Artificial lighting is causing us to get less sleep than our pre-electricity ancestors, according to new research at the University of Washington.
Previous research has found that artificial light can disrupt our circadian clock and sleep-wake cycle, effectively pushing them back when we turn on the lights in the evening. The research, published in the Journal of Biological Rhythms, is the first study to document this phenomenon.
For the study, the researchers compared two traditionally hunter-gatherer communities that have almost identical ethnic and sociocultural backgrounds, but differ in one vital aspect — access to electricity. They wanted to see if, after weeding out all other factors, electricity alone would impact people’s sleep during an average week in both the summer and winter.
The study was based in northeastern Argentina where two Toba/Qom indigenous communities reside about 50 31 miles apart. The first has 24-hour free access to electricity and can turn on lights at any time, while the second has no electricity, relying only on natural light.
The findings showed that the community with electricity slept about an hour less than their counterparts with no electricity. These shorter nights were mostly due to people who had the option to turn on lights and go to bed later, the researchers found. Both communities slept longer in the winter and for fewer hours in the summer.

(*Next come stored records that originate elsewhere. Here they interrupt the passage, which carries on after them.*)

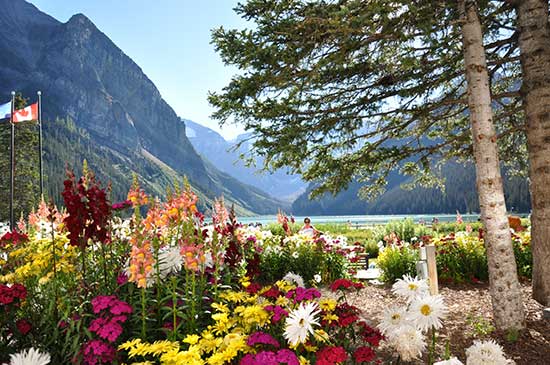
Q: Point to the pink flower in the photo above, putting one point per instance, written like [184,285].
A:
[331,355]
[342,284]
[278,312]
[364,354]
[286,356]
[107,329]
[301,294]
[96,352]
[261,338]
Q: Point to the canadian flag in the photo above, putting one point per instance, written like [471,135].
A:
[28,113]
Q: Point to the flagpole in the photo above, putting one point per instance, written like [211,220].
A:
[12,170]
[40,143]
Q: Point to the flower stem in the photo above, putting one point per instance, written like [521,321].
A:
[431,353]
[174,308]
[143,316]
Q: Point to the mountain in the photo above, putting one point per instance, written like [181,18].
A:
[213,147]
[460,194]
[100,106]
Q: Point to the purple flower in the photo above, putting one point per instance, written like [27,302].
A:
[278,312]
[261,338]
[288,357]
[266,358]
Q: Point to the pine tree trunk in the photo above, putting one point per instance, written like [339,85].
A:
[503,279]
[534,42]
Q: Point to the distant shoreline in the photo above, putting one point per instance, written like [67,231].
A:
[370,219]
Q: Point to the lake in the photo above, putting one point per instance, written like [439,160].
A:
[363,219]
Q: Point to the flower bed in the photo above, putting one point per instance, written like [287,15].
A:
[85,287]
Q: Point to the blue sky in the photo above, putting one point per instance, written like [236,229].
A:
[170,41]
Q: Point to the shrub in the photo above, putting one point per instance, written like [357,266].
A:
[523,253]
[395,262]
[451,227]
[303,257]
[461,258]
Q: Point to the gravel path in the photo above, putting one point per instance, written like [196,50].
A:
[469,308]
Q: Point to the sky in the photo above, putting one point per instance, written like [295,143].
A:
[170,41]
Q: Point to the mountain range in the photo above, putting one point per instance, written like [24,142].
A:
[100,106]
[226,157]
[459,193]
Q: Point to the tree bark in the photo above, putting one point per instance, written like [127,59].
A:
[534,43]
[505,291]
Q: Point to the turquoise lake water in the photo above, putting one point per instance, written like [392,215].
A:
[363,219]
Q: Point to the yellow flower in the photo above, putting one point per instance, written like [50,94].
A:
[209,343]
[235,297]
[181,357]
[220,307]
[310,348]
[285,285]
[282,301]
[330,317]
[222,357]
[327,304]
[130,344]
[252,315]
[191,339]
[320,335]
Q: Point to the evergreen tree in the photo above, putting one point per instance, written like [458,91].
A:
[347,90]
[27,174]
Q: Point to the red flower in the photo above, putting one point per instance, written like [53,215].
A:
[370,335]
[273,292]
[253,288]
[364,354]
[23,326]
[14,238]
[331,355]
[122,205]
[88,210]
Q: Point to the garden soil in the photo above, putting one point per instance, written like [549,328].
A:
[469,316]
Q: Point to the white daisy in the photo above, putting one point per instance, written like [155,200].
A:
[408,342]
[293,278]
[451,361]
[485,353]
[410,287]
[392,318]
[30,356]
[426,312]
[299,323]
[170,260]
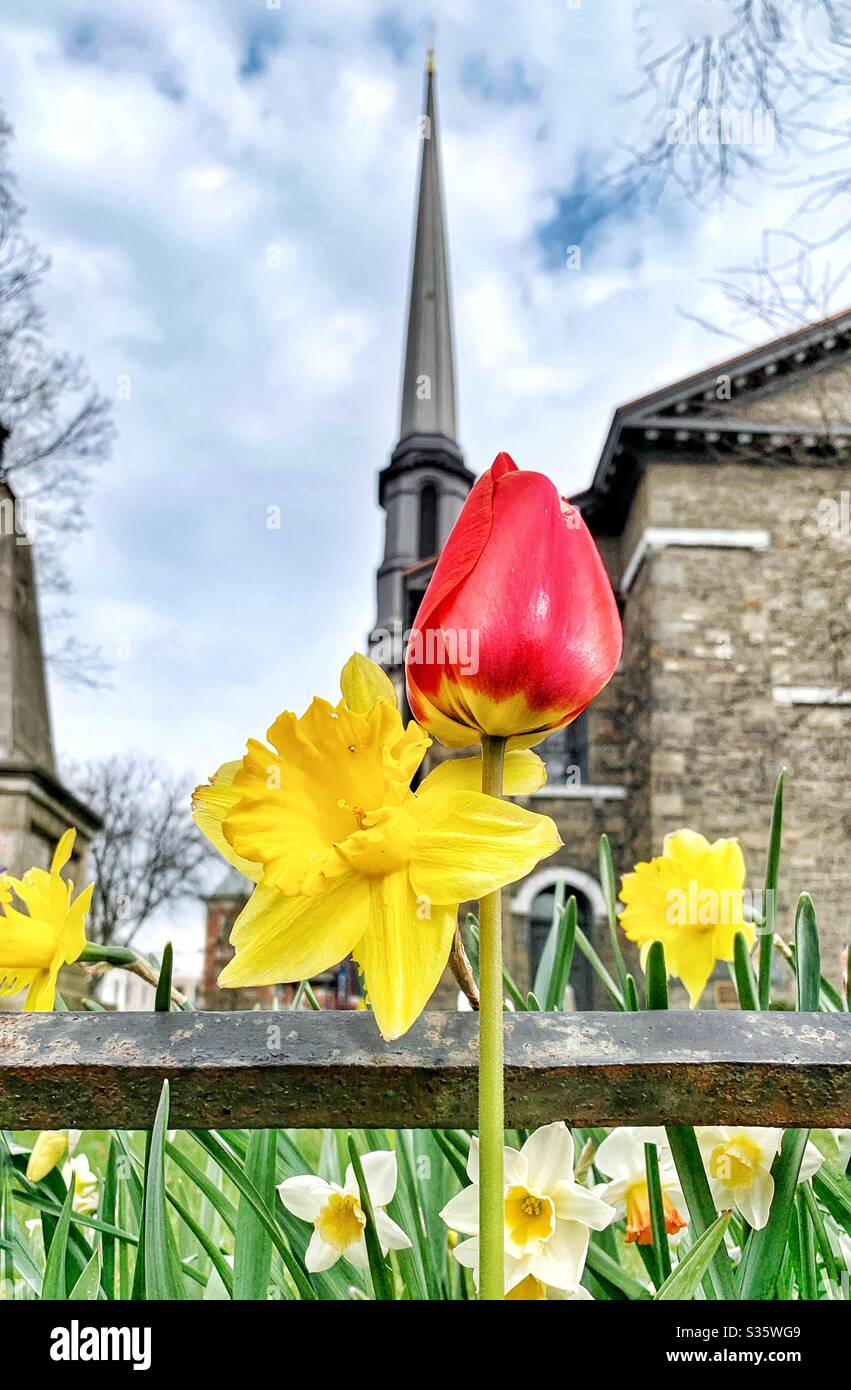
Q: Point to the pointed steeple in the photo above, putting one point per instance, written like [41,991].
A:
[428,381]
[426,481]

“Everything we found feeds what we had predicted from laboratory or intervention studies, where researchers manipulate certain aspects of light exposure. But this is the first time we’ve seen this hold true in a natural setting,” said lead author Horacio de la Iglesia, Ph.D., a University of Washington biology professor.
Although this was a current study, the sleep-pattern differences observed between the communities can be seen as an example of how our ancestors likely adapted their sleep behaviors as their livelihoods changed and electricity became available, de la Iglesia said.
“In a way, this study presents a proxy of what happened to humanity as we moved from hunting and gathering to agriculture and eventually to our industrialized society,” he said. “All the effects we found are probably an underestimation of what we would see in highly industrialized societies where our access to electricity has tremendously disrupted our sleep.”
The researchers visited each community for a week during the summer and winter and placed bracelets on the wrist of each participant to monitor sleep activity. Participants also kept sleep diaries where they recorded what times they went to bed and woke up, as well as if they took any naps throughout the day. This information mainly was used to confirm the results accrued from the wristbands.
Even in sub-tropical Argentina, where the differences between summer and winter daylight hours vary about two and a half hours at most, study participants naturally slept longer in the winter. In a high-latitude place like Seattle, that daylight difference is close to eight hours between summer and winter.
These findings suggest there’s a biological driver in humans that requires more sleep in the darker winter months.
“We tend to think we’re isolated from seasonal effects even though we know this is the case for many animals,” de la Iglesia said. “I think it’s still embedded in our biology even when we do as much as we can to obscure that difference between summer and winter.”
In their upcoming research, the scientists plan to investigate whether the later sleep onset and reduced sleep in the community with electricity is due to a shift in the biological clock by measuring melatonin levels in the two communities.
They also plan to evaluate the effects the moon cycle may have on sleep patterns.